If the hon. Gentleman wants us to look into fountain pens, we will do so. The Parliamentary Secretary is to reply at the end of the Debate, and I suggest it would make for the convenience of later speakers if I were not required to interrupt the line of argument too much at this stage, as it might lead to my taking longer than I want to do of the time of the Committee. The question of fountain pens will be noted, and a reply will be made at the end of the Debate.
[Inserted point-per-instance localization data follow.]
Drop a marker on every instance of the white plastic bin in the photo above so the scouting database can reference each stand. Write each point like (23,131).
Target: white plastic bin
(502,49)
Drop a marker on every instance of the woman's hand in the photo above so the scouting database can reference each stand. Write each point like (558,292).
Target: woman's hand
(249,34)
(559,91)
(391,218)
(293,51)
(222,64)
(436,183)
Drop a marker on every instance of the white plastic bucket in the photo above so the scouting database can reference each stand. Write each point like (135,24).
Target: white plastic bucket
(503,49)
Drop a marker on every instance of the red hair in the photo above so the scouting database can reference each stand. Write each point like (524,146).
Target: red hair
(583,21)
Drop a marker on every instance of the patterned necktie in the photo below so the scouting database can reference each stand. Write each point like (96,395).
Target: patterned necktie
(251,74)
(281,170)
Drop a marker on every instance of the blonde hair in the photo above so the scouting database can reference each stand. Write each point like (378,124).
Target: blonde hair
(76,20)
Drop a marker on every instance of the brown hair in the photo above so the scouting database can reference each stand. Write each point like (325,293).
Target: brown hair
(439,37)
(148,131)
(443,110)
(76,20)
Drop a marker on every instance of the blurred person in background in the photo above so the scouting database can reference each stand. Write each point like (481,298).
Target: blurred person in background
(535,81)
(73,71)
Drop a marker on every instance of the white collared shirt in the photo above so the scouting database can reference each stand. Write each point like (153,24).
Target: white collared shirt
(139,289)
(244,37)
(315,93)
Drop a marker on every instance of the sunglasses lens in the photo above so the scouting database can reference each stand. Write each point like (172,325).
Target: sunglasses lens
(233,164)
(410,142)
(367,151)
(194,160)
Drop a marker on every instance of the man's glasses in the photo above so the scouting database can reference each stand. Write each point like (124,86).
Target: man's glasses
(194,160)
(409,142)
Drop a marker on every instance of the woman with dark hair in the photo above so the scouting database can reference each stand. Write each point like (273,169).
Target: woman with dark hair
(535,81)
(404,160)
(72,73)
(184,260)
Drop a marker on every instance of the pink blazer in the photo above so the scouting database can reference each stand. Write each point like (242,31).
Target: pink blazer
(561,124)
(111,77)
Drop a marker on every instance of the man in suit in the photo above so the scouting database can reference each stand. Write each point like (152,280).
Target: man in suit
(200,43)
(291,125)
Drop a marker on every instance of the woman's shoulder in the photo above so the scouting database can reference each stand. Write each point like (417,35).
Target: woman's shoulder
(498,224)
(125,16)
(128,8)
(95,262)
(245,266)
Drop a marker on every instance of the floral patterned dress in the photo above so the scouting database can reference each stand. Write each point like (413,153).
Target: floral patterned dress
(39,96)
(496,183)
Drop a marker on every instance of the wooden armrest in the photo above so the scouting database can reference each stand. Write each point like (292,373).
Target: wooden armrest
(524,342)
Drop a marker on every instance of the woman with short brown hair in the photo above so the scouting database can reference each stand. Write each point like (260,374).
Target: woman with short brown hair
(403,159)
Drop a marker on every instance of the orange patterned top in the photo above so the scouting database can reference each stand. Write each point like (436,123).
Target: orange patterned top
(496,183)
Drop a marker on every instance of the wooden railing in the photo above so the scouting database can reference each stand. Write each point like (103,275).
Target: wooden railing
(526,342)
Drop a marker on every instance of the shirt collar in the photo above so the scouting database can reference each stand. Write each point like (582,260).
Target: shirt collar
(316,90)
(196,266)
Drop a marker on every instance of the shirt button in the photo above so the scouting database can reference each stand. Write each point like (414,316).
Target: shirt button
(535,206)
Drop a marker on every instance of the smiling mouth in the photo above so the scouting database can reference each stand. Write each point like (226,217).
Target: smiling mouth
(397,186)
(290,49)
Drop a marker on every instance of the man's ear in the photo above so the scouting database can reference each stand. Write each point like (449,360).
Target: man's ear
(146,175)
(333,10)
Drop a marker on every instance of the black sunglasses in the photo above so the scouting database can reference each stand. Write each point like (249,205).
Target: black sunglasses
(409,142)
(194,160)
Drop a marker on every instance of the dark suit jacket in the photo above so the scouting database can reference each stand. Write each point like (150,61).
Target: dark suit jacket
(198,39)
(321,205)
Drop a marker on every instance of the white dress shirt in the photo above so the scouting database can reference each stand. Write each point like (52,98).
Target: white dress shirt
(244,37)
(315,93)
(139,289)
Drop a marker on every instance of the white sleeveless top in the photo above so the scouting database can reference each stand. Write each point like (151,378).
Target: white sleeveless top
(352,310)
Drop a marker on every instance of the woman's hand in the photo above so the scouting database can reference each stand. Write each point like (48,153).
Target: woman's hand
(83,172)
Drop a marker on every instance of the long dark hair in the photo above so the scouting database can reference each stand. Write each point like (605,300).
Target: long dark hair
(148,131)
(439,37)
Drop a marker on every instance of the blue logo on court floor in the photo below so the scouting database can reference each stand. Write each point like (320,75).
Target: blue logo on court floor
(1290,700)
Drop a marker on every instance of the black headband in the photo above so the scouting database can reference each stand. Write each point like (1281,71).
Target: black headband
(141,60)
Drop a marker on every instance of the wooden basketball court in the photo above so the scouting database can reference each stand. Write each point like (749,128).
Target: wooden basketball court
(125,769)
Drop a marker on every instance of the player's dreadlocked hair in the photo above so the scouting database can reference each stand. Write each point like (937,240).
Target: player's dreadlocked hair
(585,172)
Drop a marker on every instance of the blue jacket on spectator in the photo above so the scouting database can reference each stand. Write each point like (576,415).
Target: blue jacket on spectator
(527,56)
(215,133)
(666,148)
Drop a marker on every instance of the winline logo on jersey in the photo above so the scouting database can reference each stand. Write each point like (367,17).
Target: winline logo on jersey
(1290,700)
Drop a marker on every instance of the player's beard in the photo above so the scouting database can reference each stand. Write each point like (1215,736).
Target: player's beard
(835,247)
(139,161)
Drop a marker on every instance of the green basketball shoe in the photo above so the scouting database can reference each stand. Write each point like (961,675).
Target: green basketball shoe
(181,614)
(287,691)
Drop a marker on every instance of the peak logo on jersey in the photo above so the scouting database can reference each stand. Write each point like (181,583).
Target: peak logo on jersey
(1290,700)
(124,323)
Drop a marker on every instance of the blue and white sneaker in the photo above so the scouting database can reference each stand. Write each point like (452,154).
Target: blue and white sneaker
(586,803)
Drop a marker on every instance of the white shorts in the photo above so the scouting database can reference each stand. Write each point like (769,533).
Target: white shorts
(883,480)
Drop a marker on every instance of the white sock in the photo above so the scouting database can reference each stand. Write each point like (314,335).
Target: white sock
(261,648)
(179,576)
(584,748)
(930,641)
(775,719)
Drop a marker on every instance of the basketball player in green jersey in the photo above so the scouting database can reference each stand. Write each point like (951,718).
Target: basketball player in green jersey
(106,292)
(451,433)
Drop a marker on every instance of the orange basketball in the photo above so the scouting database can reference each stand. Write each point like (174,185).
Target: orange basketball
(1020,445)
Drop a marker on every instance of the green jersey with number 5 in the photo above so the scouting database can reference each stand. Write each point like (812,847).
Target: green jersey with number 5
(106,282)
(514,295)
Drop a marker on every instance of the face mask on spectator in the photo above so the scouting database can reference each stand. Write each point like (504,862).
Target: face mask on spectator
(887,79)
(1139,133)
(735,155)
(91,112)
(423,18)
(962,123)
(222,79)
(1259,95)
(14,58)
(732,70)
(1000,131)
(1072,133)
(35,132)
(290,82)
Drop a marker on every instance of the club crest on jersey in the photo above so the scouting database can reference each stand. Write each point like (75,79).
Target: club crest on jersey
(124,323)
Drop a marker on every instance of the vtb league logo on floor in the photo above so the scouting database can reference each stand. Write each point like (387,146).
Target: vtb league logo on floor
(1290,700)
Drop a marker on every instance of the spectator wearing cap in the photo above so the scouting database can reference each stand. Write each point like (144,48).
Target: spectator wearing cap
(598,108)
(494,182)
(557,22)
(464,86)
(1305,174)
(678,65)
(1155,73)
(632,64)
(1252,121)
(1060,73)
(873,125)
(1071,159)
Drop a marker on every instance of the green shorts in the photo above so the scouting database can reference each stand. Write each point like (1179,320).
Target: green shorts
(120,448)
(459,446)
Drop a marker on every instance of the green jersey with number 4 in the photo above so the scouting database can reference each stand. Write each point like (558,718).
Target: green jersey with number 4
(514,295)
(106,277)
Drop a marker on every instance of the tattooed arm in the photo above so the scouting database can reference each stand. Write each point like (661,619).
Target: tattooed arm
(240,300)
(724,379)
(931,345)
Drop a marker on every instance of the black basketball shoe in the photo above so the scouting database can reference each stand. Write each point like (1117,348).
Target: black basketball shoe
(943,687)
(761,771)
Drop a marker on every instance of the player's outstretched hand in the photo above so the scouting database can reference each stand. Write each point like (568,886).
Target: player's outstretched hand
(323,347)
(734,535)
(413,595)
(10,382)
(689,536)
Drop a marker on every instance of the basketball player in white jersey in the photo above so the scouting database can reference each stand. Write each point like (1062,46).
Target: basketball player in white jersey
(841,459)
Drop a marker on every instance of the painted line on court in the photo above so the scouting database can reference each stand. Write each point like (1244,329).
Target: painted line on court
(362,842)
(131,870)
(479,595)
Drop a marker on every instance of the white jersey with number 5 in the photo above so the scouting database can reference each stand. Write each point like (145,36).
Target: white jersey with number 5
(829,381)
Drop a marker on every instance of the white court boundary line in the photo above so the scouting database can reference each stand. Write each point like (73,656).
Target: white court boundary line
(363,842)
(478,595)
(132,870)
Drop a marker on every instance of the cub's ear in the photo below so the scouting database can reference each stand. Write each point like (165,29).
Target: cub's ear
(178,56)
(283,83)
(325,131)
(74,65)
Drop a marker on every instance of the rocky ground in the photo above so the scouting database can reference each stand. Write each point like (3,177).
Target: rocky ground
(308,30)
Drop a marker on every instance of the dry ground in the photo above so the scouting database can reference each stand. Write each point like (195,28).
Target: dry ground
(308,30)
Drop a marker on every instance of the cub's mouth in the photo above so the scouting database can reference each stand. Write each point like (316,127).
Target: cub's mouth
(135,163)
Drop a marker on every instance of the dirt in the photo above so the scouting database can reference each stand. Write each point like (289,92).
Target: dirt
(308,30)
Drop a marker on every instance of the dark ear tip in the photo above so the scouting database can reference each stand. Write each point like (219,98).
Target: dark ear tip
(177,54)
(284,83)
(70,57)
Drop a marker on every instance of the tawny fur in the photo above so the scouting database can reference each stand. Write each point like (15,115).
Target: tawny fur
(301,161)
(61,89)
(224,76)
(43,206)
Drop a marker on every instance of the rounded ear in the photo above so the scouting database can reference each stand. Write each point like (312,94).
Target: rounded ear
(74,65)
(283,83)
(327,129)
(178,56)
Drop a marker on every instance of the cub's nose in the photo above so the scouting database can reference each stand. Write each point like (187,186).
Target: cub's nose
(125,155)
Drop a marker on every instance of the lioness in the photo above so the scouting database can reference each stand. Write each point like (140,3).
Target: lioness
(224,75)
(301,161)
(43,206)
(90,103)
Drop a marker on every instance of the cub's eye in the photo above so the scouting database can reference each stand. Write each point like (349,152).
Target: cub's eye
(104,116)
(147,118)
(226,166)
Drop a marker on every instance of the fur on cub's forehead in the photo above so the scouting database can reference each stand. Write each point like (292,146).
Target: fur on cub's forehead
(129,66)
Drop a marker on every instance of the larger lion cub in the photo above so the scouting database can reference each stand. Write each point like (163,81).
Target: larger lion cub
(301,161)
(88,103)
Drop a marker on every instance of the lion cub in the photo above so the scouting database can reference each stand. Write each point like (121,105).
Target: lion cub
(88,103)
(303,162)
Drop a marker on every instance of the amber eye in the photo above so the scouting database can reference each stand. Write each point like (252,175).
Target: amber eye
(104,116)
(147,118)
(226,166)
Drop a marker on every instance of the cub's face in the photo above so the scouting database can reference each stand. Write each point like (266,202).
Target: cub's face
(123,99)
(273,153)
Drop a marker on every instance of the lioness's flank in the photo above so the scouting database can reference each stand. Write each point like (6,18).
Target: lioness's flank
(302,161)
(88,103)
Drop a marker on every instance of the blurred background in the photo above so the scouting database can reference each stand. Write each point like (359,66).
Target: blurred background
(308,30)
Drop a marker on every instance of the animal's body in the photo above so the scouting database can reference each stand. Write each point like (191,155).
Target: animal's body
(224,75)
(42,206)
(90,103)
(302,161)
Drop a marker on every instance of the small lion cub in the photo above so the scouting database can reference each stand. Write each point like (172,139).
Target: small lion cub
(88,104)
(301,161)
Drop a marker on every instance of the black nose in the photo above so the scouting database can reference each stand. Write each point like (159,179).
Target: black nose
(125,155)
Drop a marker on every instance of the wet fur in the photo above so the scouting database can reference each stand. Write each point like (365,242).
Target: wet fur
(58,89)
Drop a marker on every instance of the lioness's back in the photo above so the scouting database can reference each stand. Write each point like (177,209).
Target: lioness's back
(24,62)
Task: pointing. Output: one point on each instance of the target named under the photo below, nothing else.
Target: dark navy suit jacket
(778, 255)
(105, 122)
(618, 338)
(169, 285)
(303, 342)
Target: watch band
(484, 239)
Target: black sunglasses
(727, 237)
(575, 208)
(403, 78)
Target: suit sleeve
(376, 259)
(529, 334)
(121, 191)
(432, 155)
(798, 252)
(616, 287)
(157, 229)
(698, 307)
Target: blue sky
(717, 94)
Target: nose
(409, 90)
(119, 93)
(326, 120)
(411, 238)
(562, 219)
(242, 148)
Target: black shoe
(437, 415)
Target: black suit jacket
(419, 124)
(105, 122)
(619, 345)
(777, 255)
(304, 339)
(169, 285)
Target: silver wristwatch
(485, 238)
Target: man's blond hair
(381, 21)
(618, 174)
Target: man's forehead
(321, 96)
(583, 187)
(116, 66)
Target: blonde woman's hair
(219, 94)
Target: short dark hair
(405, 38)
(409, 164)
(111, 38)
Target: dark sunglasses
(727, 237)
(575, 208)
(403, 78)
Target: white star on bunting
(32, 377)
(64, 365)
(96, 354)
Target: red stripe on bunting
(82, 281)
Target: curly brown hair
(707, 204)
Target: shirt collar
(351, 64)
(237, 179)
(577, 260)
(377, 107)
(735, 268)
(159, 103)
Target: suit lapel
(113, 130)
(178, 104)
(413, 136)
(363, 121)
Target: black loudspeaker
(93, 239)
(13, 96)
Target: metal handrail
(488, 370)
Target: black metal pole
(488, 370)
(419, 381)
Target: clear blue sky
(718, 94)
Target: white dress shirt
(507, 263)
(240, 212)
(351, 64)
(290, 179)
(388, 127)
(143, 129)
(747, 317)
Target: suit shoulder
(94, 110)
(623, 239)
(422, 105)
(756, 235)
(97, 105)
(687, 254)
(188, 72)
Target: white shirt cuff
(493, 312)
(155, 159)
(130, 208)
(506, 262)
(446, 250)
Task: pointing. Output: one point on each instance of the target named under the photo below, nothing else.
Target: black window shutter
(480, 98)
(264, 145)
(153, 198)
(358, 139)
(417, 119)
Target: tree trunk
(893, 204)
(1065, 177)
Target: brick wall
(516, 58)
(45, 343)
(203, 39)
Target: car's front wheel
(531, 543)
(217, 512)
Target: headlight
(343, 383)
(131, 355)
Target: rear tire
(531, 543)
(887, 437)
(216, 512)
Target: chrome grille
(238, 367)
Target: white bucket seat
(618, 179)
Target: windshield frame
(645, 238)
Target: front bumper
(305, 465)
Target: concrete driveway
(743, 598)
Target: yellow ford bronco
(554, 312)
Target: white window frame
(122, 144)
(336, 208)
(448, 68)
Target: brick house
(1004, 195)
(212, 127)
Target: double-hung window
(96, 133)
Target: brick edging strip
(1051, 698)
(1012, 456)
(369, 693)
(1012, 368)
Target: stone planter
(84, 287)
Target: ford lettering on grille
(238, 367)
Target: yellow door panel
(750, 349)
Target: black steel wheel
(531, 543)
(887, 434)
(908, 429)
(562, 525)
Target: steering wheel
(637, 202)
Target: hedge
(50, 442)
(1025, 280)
There is a further point in connection with the policy of concentration. I have spoken so far of the concentration of different firms and of utility production of a number of commodities, but I want to say a word on what may be called the concentration of products. In connection with the developments of which I have been speaking and the need to get the maximum output of essential articles for the civilian population, it has been felt for some time that the old Limitation of Supplies Orders were not quite enough. They operated upon groups of products. There was a limitation on the total glassware, for example, that might be sold. We have felt that, the time has come to concentrate production upon particular articles within the group which are most urgently needed by the consumers. Therefore, in the case of glassware, we are concentrating as from the beginning of August, subject to one concession that I will mention, upon the production of tumblers, jugs, mugs and small mirrors. We have decided that, on the whole, a small mirror is as good as a large mirror on the wall. If it is large enough for one to see one's face, it is large enough for practical purposes.